Os grandes nomes do vinho italiano revelam o segredo da alta rentabilidade

Na Itália, algumas garrafas contam uma história que vai muito além do vinho. Por trás de rótulos conhecidos internacionalmente existe uma indústria sofisticada, frequentemente construída por famílias que há gerações combinam terra, tradição e gestão empresarial. E, quando o assunto é rentabilidade, os números mostram um curioso domínio das grandes casas históricas da Toscana.

Uma análise publicada pelo Corriere della Sera, com base nos dados do Observatório da União Italiana dos Vinhos (UIV), mostra quais são as vinícolas privadas italianas mais rentáveis. O indicador utilizado é a relação entre Ebitda, ou margem operacional bruta, e faturamento, uma maneira de medir quanto da receita permanece como resultado operacional.

No topo está a Tenuta San Guido, dos marqueses Incisa della Rocchetta, em Bolgheri, na Toscana. A propriedade responsável pelo Sassicaia registra um índice de rentabilidade de 63,2%, mantendo há quatro anos uma margem superior a 60%.

O resultado é particularmente impressionante porque o Sassicaia nasceu em uma área que hoje se tornou um dos grandes territórios do vinho italiano. A história começou como uma experiência familiar e acabou transformando Bolgheri em uma referência internacional dos chamados Super Tuscans.

Logo atrás aparece outra história de família. A friulana Jermann, conhecida por seus vinhos brancos, registra 50,5% e pertence ao grupo Marchesi Antinori. A própria Marchesi Antinori ocupa a terceira posição, com 50,2%.

E aqui aparece uma das curiosidades da classificação: o grupo Antinori volta a aparecer imediatamente depois, com a Tenuta di Biserno, também em Bolgheri, que alcança 48,3%.

A força do resultado da Marchesi Antinori fica ainda mais evidente quando se olha para o tamanho da empresa. Com faturamento de aproximadamente €263 milhões, ela apresenta uma rentabilidade semelhante à de produtores muito menores. É uma demonstração de que, no vinho, tradição e escala podem coexistir com margens elevadas quando existe uma gestão eficiente.

A quinta colocação também permanece em território toscano. A Marchesi Frescobaldi, outra das grandes famílias históricas da viticultura italiana, registra uma rentabilidade próxima de 39%, sobre um faturamento de cerca de €165 milhões.

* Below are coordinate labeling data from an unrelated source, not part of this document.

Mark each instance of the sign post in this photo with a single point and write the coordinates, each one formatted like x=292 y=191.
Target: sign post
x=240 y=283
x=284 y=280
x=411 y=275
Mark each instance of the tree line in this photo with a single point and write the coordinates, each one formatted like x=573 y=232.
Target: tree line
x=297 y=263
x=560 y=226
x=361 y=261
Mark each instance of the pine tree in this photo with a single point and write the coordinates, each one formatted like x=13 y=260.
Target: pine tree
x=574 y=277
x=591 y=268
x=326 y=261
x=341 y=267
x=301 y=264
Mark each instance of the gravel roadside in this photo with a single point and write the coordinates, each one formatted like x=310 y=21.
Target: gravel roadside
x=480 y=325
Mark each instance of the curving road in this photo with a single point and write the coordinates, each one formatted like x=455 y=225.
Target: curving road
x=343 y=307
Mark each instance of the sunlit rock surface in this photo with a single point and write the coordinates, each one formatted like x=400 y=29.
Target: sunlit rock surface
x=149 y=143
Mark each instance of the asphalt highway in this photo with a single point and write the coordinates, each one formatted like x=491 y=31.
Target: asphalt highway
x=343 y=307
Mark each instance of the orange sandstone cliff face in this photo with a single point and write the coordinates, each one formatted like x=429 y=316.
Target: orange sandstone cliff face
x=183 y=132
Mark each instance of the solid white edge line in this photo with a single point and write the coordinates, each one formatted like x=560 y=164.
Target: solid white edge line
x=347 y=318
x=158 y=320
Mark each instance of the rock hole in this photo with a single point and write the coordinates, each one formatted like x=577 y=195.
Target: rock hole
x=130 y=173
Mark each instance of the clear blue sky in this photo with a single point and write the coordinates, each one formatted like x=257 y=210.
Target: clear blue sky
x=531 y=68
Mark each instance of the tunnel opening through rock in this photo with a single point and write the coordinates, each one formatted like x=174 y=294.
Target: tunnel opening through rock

A lista então começa a viajar pelo país. A Argiolas, uma das principais produtoras da Sardenha, aparece em sexto lugar, com 32,1%. Na sétima posição está a Herita Marzotto Wine Estates, dos irmãos Marzotto, com 27,9% e faturamento de €246,7 milhões.
A oitava colocação é ocupada pelo Fantini Group Vini, de Abruzzo, controlado pelo fundo americano Platinum Equity, com margem superior a 27% e faturamento de €80,8 milhões.

A Sicília fecha a lista com dois nomes conhecidos: Cusumano, com 26,2%, e Planeta, com 25,6%. Esta última apresentou uma das maiores evoluções do ano, aumentando sua margem em quase sete pontos percentuais.

E há ainda um segundo mapa interessante para entender o tamanho dessas empresas: o das terras. Entre as grandes propriedades vitícolas italianas, a liderança pertence novamente à Marchesi Antinori, com 3.217 hectares em produção, incluindo propriedades no exterior. A Frescobaldi aparece em seguida, com 1.700 hectares, enquanto a Zonin 1821 ocupa a terceira posição, com 1.350 hectares.

Depois vêm Banfi, referência em Brunello di Montalcino, com 991 hectares; Tommasi Family Estates, com 957; Terra Moretti Vino, com 899; Tenute del Leone Alato, com 602; Herita Marzotto Wine Estates, com 554; Cusumano, com 534; e Feudi di San Gregorio, com 510 hectares.

O retrato que emerge é curioso: algumas das empresas mais rentáveis do vinho italiano continuam ligadas a famílias que trabalham com a terra há séculos, mas funcionam hoje como empresas modernas, com marcas globais, distribuição internacional e forte posicionamento no segmento premium.

É talvez uma das características mais interessantes do made in Italy: em um setor profundamente ligado à tradição, a sobrevivência das antigas famílias do vinho não depende apenas de preservar o passado. Depende também de transformar território, história e qualidade em negócios capazes de competir no mercado global.